Orzechowski Patryk, Moore Jason H
Institute for Biomedical Informatics, University of Pennsylvania, Philadelphia, PA, USA.
Department of Automatics and Robotics, AGH University of Science and Technology, Krakow, Poland.
Bioinformatics. 2019 Sep 1;35(17):3181-3183. doi: 10.1093/bioinformatics/btz027.
In this paper, we present an open source package with the latest release of Evolutionary-based BIClustering (EBIC), a next-generation biclustering algorithm for mining genetic data. The major contribution of this paper is adding a full support for multiple graphics processing units (GPUs) support, which makes it possible to run efficiently large genomic data mining analyses. Multiple enhancements to the first release of the algorithm include integration with R and Bioconductor, and an option to exclude missing values from the analysis.
Evolutionary-based BIClustering was applied to datasets of different sizes, including a large DNA methylation dataset with 436 444 rows. For the largest dataset we observed over 6.6-fold speedup in computation time on a cluster of eight GPUs compared to running the method on a single GPU. This proves high scalability of the method.
The latest version of EBIC could be downloaded from http://github.com/EpistasisLab/ebic. Installation and usage instructions are also available online.
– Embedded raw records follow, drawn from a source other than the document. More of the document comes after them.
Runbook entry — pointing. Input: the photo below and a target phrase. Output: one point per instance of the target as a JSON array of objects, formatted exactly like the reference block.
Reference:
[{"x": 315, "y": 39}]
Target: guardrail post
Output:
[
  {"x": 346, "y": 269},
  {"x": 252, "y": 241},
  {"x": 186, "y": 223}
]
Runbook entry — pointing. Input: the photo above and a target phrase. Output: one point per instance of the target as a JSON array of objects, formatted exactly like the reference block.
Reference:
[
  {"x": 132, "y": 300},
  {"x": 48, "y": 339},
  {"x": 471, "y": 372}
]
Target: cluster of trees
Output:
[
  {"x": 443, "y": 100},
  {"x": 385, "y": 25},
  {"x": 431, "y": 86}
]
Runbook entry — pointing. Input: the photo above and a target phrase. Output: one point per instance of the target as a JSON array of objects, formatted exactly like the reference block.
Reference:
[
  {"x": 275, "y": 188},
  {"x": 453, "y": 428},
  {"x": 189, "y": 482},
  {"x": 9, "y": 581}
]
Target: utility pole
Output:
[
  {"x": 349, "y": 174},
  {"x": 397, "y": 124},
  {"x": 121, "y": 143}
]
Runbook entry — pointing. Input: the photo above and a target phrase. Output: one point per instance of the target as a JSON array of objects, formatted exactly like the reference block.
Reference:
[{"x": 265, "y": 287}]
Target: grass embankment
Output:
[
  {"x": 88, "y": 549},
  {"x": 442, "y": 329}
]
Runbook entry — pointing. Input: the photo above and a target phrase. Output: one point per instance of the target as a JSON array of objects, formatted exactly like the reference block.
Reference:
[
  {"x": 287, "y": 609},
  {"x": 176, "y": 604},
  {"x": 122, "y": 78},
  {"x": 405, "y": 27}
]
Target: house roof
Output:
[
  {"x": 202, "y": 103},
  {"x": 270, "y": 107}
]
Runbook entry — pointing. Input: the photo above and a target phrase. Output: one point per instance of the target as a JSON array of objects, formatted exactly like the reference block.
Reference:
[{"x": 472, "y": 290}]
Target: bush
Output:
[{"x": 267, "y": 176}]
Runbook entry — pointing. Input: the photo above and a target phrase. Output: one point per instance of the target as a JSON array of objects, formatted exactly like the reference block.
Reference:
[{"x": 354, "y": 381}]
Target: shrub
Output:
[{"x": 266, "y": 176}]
Supplementary data are available at Bioinformatics online.
在本文中,我们展示了一个开源软件包,其中包含最新发布的基于进化的双聚类算法(EBIC),这是一种用于挖掘遗传数据的下一代双聚类算法。本文的主要贡献是增加了对多个图形处理单元(GPU)的全面支持,这使得高效运行大型基因组数据挖掘分析成为可能。该算法首次发布后的多项改进包括与R和Bioconductor集成,以及在分析中排除缺失值的选项。
基于进化的双聚类算法被应用于不同大小的数据集,包括一个有436444行的大型DNA甲基化数据集。对于最大的数据集,我们观察到与在单个GPU上运行该方法相比,在由八个GPU组成的集群上计算时间加快了6.6倍以上。这证明了该方法具有很高的可扩展性。
EBIC的最新版本可从http://github.com/EpistasisLab/ebic下载。在线也提供安装和使用说明。
补充数据可在《生物信息学》在线获取。